I am old fashioned enough to rely on Maths to give me a definitive answer and for the Logic of Maths to point me in the right direction. Without some sort of proof / derivation that works with 'Maths', I can't be happy. A proof that comes up with an A>=B type of answer is necessary for me (and a lot of people) to rely on a statement.

As for networks with not just series and parallel components, how would you propose to take a delta of resistors and re-arrange them validly to satisfy the simple Parallel to series swap? I was limiting my answer to something that I can actually demonstrate to be true. If someone can arrive at a simple inequality expression that's the equivalent to the one I was working with then that's fine. Talking in terms of Volts for a given current is actually precisely the same as comparing resistances and doesn't have an easier solution, imo.

 

[Redbelly98]

I am old fashioned enough to rely on Maths to give me a definitive answer and for the Logic of Maths to point me in the right direction. Without some sort of proof / derivation that works with 'Maths', I can't be happy. A proof that comes up with an A>=B type of answer is necessary for me (and a lot of people) to rely on a statement.

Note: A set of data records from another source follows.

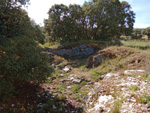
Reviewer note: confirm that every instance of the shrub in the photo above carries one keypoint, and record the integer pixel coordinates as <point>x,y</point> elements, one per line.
<point>21,59</point>
<point>78,86</point>
<point>134,88</point>
<point>145,99</point>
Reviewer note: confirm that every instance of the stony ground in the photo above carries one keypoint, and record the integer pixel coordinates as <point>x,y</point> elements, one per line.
<point>115,82</point>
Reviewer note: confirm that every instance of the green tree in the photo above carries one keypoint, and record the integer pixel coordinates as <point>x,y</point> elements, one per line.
<point>147,32</point>
<point>21,58</point>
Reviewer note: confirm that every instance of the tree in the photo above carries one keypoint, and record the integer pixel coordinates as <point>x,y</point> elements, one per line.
<point>147,31</point>
<point>21,58</point>
<point>97,19</point>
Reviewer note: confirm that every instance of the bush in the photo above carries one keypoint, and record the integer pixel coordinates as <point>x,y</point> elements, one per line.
<point>21,59</point>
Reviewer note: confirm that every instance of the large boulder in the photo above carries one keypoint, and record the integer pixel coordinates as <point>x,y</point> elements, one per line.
<point>94,61</point>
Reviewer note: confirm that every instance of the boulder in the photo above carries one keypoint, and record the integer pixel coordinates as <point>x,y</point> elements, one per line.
<point>94,61</point>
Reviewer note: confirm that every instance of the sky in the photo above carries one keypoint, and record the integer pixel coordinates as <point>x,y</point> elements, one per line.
<point>38,9</point>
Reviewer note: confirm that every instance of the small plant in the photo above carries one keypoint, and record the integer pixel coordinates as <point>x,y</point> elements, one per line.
<point>134,88</point>
<point>78,86</point>
<point>81,94</point>
<point>96,75</point>
<point>145,99</point>
<point>60,88</point>
<point>117,105</point>
<point>62,97</point>
<point>146,76</point>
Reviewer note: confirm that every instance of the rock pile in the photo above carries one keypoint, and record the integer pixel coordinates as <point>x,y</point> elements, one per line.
<point>75,51</point>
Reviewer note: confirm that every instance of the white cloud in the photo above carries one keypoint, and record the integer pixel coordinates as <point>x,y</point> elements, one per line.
<point>37,10</point>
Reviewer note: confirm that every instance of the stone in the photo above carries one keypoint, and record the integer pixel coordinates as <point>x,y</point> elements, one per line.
<point>75,51</point>
<point>98,59</point>
<point>61,75</point>
<point>66,69</point>
<point>77,81</point>
<point>110,75</point>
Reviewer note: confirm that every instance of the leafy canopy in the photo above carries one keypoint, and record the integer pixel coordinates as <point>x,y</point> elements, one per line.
<point>97,19</point>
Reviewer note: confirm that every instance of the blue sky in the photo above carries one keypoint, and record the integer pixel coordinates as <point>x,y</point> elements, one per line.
<point>38,9</point>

This alternative wording of my proof, which includes math, may be more to your liking:

Consider an arrangement of resistors, with a fixed current I₀ passing through the arrangement. Suppose this arrangement is NOT a series connection of all resistors in the given set.

Next, consider some path through the network, and sum up the voltages across each resistor along this path. Since the resistors are not all in series, the path must omit at least one resistor (*** see note below). Moreover, each resistor in the path has at most the applied current going through it. Thus, the sum of the voltages -- and therefore the resistance -- will be less than that of a complete series arrangement.

In mathematical terms:

Note that I_i ≤ I₀ for all resistors, where I_i is the current in the i-th resistor of the non-series arrangement.

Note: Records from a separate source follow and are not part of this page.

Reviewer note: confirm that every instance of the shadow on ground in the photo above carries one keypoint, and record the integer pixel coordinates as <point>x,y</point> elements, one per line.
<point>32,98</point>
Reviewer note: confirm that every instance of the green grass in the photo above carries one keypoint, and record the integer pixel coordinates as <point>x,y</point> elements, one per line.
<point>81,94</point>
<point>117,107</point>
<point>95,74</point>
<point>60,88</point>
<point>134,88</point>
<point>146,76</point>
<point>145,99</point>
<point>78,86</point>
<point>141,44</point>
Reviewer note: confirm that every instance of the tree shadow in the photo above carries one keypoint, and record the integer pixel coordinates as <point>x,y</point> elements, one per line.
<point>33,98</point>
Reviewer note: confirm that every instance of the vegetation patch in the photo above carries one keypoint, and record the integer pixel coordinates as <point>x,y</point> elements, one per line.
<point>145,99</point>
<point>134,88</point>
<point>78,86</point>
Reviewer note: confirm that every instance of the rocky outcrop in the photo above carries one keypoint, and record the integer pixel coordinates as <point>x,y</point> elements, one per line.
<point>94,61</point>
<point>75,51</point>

Now consider the equivalent resistance,

R_equiv = ΔV / I₀ = ∑(R_i⋅I_i) / I₀
(the summation is calculated using only the resistors along the chosen path)

and compare that to the resistance in a completely series arrangement,

R_series = ΔV_series / I₀ = (∑R_i⋅I₀) / I₀
(this summation is calculated using every resistor, since the only path in the series arrangement is the one that passes through each resistor)

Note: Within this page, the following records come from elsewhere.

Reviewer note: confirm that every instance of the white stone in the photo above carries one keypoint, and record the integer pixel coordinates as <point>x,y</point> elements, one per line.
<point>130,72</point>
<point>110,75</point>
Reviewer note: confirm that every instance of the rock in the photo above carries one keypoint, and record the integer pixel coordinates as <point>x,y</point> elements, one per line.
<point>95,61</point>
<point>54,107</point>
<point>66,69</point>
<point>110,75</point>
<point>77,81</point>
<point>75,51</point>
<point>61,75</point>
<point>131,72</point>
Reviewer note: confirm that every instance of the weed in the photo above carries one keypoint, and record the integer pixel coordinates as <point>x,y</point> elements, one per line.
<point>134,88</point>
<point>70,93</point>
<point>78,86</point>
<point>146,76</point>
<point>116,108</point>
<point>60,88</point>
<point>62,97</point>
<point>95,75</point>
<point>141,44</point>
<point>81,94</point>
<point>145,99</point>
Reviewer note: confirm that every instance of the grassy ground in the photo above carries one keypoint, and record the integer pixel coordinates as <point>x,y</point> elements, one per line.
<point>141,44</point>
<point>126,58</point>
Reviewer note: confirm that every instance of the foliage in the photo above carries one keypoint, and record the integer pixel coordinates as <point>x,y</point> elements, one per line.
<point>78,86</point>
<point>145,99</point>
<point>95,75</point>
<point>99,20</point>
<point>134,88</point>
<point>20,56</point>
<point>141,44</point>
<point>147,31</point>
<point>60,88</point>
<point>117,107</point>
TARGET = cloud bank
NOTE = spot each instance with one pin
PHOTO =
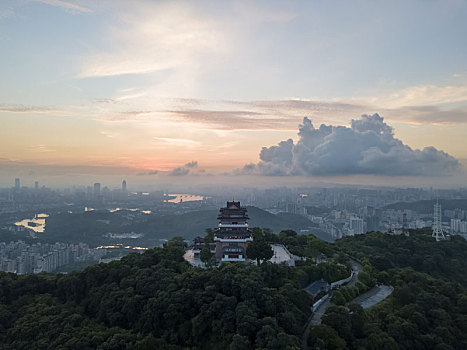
(368, 146)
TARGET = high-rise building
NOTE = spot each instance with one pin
(356, 225)
(232, 234)
(97, 189)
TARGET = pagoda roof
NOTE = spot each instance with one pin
(233, 205)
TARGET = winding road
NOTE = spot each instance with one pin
(366, 300)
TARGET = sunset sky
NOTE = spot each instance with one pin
(145, 87)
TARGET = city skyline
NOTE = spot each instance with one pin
(155, 92)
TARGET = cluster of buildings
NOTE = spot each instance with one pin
(19, 257)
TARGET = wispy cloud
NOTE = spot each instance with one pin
(40, 149)
(65, 4)
(15, 108)
(418, 95)
(157, 37)
(177, 141)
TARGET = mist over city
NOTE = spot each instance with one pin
(233, 174)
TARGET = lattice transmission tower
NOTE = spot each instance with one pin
(437, 226)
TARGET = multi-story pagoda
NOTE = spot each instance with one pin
(232, 234)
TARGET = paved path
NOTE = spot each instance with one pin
(373, 296)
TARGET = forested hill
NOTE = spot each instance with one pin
(192, 224)
(91, 226)
(156, 300)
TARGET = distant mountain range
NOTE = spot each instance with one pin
(90, 227)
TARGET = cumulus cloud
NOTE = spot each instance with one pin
(368, 146)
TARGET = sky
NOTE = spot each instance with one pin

For every term in the sum used to calculate R_equiv, there is a term of equal or greater value in the sum used to calculate R_series. And there will be additional terms in the R_series summation, all positive, so that

R_equiv ≤ R_series

*** Note on paths: While we could make a path pass through every resistor by including closed loops in the path, any loops would have zero voltage by Kirchoff's loop rule and may therefore be removed from consideration.

As for networks with not just series and parallel components, how would you propose to take a delta of resistors and re-arrange them validly to satisfy the simple Parallel to series swap?

I'm not sure why you say we are restricted only to do parallel-to-series swaps.The title of the thread is very general: "Obtaining a maximum resistance given a set of resistors". I take that to mean all possible combinations are under consideration. We only need to compare the delta to a completely series arrangement. It's not necessary that we be able to get there via doing parallel-to-series swaps.

I was limiting my answer to something that I can actually demonstrate to be true. If someone can arrive at a simple inequality expression that's the equivalent to the one I was working with then that's fine. Talking in terms of Volts for a given current is actually precisely the same as comparing resistances and doesn't have an easier solution, imo.

I find it easier to think in terms of comparing voltages -- I guess because it's a more fundamental concept than resistance -- and then dividing by the current in the end to compare the resistances.

 

[sophiecentaur]

Actually, that is totally fine. It was the "path through" bit that got my vote. Cheers.